垣根 好きだからです。シンプルにそれだけです。小学生くらいから亡くなった母親の本棚から選んで大人が読む本を読んでいたんですが、その中に歴史の本もありました。いろいろ読む中で、やっぱり「これは小説でしか書けないことを書いている」と思える小説が評価高かったんですよ。
今回同時受賞した永井紗耶子さんの『木挽町のあだ討ち』も、小説でしかできないことをやっていますよね。僕は、自分の小説にもそういうものを求めているんです。小説でしかできない人物のえぐり方をしたくて、それが一番効果的にできるのがおそらく歴史小説だと感じていました。だって、実在の人物がいるわけですから。
違う言い方をすると、僕が歴史小説を書こうと思った理由は、人間を思いっきり書けるからです。歴史上の偉人でも架空の主人公でもいいですけれど、人間を思いっきり、遠慮なく掘り下げられる。それに現代人って物事の考え方が発達しすぎてあまりにも観念的で、「で、どこがお前の自我なの?」とよく思うんです。そうじゃなくて、もっと人間の生身な感じを切り取って見せたかったんです。

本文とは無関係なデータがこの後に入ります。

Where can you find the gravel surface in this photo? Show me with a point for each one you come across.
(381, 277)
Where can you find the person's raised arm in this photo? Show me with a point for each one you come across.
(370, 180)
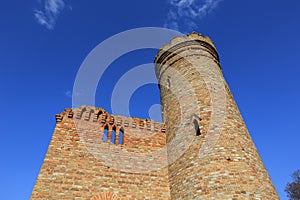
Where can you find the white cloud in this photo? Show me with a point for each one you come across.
(47, 16)
(186, 12)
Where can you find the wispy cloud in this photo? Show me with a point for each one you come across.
(48, 15)
(185, 13)
(70, 94)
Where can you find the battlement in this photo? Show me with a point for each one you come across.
(134, 132)
(94, 114)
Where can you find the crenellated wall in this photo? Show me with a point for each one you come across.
(203, 149)
(73, 168)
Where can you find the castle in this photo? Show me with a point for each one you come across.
(202, 150)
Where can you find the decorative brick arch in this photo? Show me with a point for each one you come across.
(106, 196)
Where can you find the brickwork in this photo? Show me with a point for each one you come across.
(202, 150)
(72, 171)
(221, 162)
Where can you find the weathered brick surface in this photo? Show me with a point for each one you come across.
(221, 163)
(170, 160)
(71, 170)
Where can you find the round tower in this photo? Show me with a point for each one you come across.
(210, 152)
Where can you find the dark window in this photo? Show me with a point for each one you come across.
(121, 136)
(197, 128)
(113, 135)
(105, 134)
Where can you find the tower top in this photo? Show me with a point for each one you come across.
(191, 41)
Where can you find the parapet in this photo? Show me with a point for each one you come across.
(180, 43)
(95, 114)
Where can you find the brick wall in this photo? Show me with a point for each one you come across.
(73, 168)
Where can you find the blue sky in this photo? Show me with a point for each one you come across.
(43, 44)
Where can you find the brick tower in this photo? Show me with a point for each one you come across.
(217, 158)
(202, 150)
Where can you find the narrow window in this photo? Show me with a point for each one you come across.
(121, 136)
(105, 134)
(113, 135)
(197, 128)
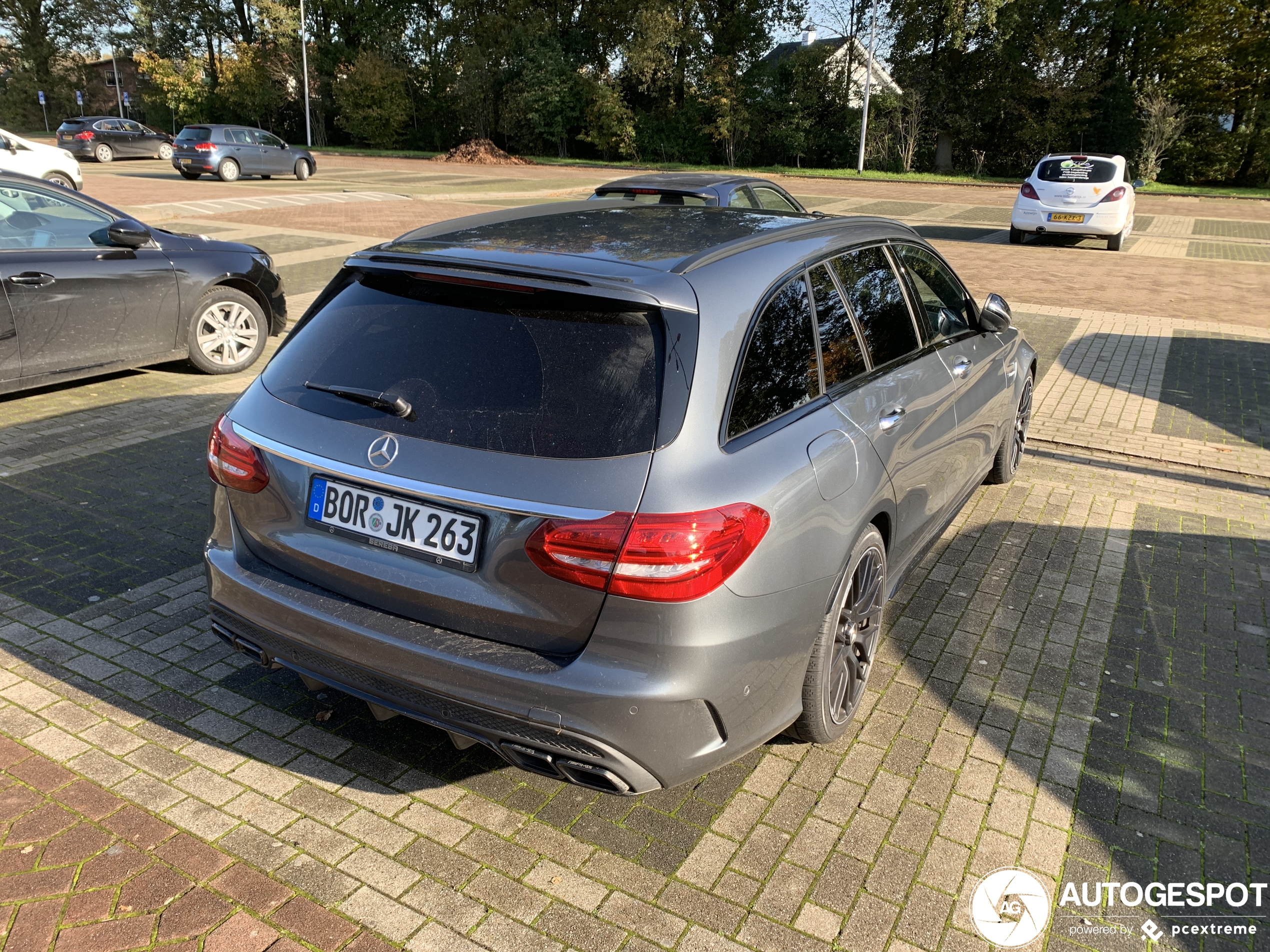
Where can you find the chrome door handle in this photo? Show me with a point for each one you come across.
(890, 418)
(34, 280)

――デビューの頃から、歴史小説を書くための準備をされていたそうですね。
垣根 そうです。ある種のものの考え方の方向性が要るなと思い、最初は言語学のソシュールあたりから入って、構造主義のものをざーっとななめ読みしました。ミシェル・フーコーとかレヴィ=ストロースとか。今の世界においてもたぶんまだ知の最先端のほうにいる思想を持って400年前の戦国時代を照らし出すやり方をしようと思っていました。なんか俺、分かりにくい説明をしてるな(笑)。